A leseira saiu do armário

Em Solo de Clarineta, suas memórias incompletas, o escritor gaúcho Erico Verissimo conta que, depois dos 50 anos, descobriu e colocou em uso o direito inalienável de não ir. Sentia-se plenamente desobrigado de comparecer a qualquer evento que ele apenas ilustraria com sua presença. Li esse livro quando já tinha mais de 50 anos e me senti impactado pelas reflexões de Erico . Só agora, vencida a barreira dos 60 (já faz um tempinho, na real), tento colocar a teoria em prática.

Quase nada na minha vida é automático.

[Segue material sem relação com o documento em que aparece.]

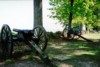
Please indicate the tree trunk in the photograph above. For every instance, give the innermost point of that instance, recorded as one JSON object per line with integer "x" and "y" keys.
{"x": 70, "y": 19}
{"x": 37, "y": 12}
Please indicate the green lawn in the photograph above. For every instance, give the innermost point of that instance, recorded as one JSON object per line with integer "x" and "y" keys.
{"x": 75, "y": 51}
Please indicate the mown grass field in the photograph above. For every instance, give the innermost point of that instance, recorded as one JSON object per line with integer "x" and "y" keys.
{"x": 66, "y": 53}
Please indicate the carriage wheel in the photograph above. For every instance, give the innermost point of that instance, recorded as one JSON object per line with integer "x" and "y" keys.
{"x": 65, "y": 32}
{"x": 40, "y": 36}
{"x": 6, "y": 41}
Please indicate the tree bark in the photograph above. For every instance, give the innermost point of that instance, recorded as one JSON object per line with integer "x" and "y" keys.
{"x": 37, "y": 12}
{"x": 70, "y": 19}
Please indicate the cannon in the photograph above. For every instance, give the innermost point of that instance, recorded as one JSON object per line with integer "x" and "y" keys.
{"x": 36, "y": 39}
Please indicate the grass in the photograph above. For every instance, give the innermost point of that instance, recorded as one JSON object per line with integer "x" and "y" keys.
{"x": 75, "y": 50}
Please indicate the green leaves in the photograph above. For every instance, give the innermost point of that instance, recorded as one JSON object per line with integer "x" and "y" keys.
{"x": 84, "y": 11}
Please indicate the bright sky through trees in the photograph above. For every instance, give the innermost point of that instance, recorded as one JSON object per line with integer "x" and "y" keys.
{"x": 19, "y": 14}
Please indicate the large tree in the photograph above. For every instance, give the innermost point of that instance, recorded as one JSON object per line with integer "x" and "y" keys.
{"x": 81, "y": 11}
{"x": 37, "y": 12}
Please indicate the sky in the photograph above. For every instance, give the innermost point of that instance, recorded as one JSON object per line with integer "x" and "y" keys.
{"x": 19, "y": 14}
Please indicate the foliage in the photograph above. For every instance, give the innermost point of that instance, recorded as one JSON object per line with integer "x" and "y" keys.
{"x": 83, "y": 11}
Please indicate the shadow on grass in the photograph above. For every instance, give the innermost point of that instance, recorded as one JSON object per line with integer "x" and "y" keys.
{"x": 78, "y": 50}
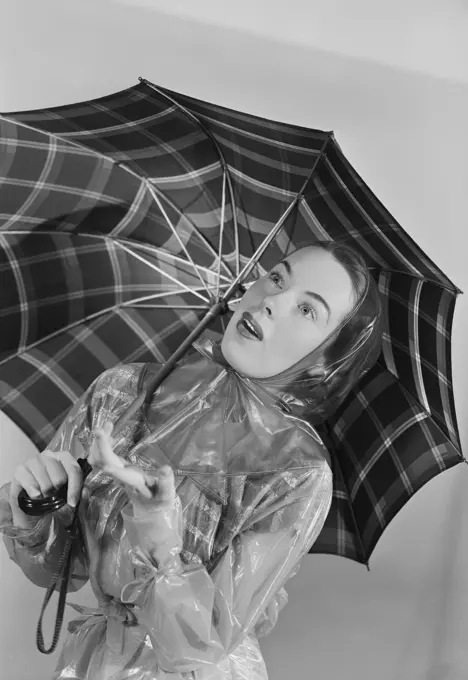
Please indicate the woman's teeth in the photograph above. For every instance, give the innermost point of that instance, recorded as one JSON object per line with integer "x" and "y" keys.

Gasto um tempo amadurecendo ideias, criando coragens, arriscando pequenos passos – ou seja, em constante movimento. Precisei rebolar bastante, ao longo dos últimos 756 meses de vida, para tirar a preguiça do armário.

A coitadinha não sabia nem por onde começar, já que seu dono – eu –estava sempre fazendo alguma coisa. Primeiro, pela necessidade de pagar boletos. Depois, por vício mesmo. Sentar no jardim e ficar vendo a grama crescer nunca foi comigo.

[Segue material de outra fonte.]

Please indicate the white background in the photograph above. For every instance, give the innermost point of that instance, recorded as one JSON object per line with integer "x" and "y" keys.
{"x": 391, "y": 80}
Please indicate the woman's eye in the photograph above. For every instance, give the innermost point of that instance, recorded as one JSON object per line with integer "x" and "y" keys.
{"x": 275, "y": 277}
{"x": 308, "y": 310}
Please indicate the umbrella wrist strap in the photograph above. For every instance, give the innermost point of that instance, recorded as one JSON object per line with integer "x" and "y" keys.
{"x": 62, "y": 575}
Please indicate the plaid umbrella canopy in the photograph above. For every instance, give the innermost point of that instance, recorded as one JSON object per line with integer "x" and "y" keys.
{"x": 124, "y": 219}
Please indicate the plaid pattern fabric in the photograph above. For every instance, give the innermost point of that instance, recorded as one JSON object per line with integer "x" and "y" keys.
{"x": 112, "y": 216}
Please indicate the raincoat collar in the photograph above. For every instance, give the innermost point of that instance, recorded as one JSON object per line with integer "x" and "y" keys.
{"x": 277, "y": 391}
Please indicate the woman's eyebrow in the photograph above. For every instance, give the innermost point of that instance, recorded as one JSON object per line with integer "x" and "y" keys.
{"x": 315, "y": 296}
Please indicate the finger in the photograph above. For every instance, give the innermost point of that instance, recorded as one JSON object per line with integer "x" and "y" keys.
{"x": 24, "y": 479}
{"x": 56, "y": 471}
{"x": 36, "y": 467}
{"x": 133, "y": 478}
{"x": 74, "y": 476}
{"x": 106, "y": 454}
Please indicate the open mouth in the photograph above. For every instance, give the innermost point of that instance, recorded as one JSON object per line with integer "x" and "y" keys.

De uns meses pra cá, vi nascer em mim o prazer da leseira. Favor não confundir com irresponsabilidade. Sigo cumprindo meus deveres, direitinho. Mas os dias de folga passaram a ser aproveitados na essência. Aliás, os dias de folga passaram a existir de verdade.

Eu era do tipo que ficava muito azedo se acordasse depois das 10 da manhã. Dava o dia por perdido. Aos poucos, isso vem mudando. Se, pela manhã, o rádio anuncia uma temperatura de 12 graus, às 7h30, eu apenas afofo o travesseiro e descanso a cabeça. Não vou sair à procura do que fazer, pra não correr o risco de encontrar.

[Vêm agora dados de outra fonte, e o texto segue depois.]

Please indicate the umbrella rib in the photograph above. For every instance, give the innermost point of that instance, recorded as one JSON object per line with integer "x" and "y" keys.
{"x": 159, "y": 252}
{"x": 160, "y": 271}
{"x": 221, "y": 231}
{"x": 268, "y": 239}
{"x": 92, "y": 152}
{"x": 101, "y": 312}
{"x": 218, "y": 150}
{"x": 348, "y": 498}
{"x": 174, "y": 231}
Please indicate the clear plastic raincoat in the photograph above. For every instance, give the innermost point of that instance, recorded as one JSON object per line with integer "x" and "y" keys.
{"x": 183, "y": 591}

Somos mais escravos do relógio do que acreditamos. Desde cedo, fomos domesticados a cumprir horários: escola, curso de inglês, sessão de cinema, hora de voltar pra casa… Depois, vem o trabalho, mais cursos, isso e aquilo e aquilo outro. Desenvolvemos o despertador que fazia tic-tac. Depois, o outro, silencioso. E agora, dormimos com o celular programado pra nos acordar. Marcamos a vida pelo tempo que nos custa cada atividade. Até uma pulada de cerca é medida assim – uma rapidinha.

Para criaturas como nós, nascidas sob o signo da Ampulheta com ascendente em Estou Atrasado, abolir o relógio é uma contravenção pesadíssima. Não é bolinho: num dia sem compromisso, até nossa sombra nos olha com desconfiança.

O diabinho operário, encarapitado no nosso ombro direito, insiste em nos convencer que não fazer nada é uma coisa muito feia. O problema é que o chatonildo reina sem concorrência. O anjinho preguiçoso, que deveria se contrapor, segue à risca os próprios conselhos. Fica deitado na rede bebendo água de coco e se balançando bem devagar. A gente que lute pra destronar o diabinho da culpa. Não fazer nada dá trabalho.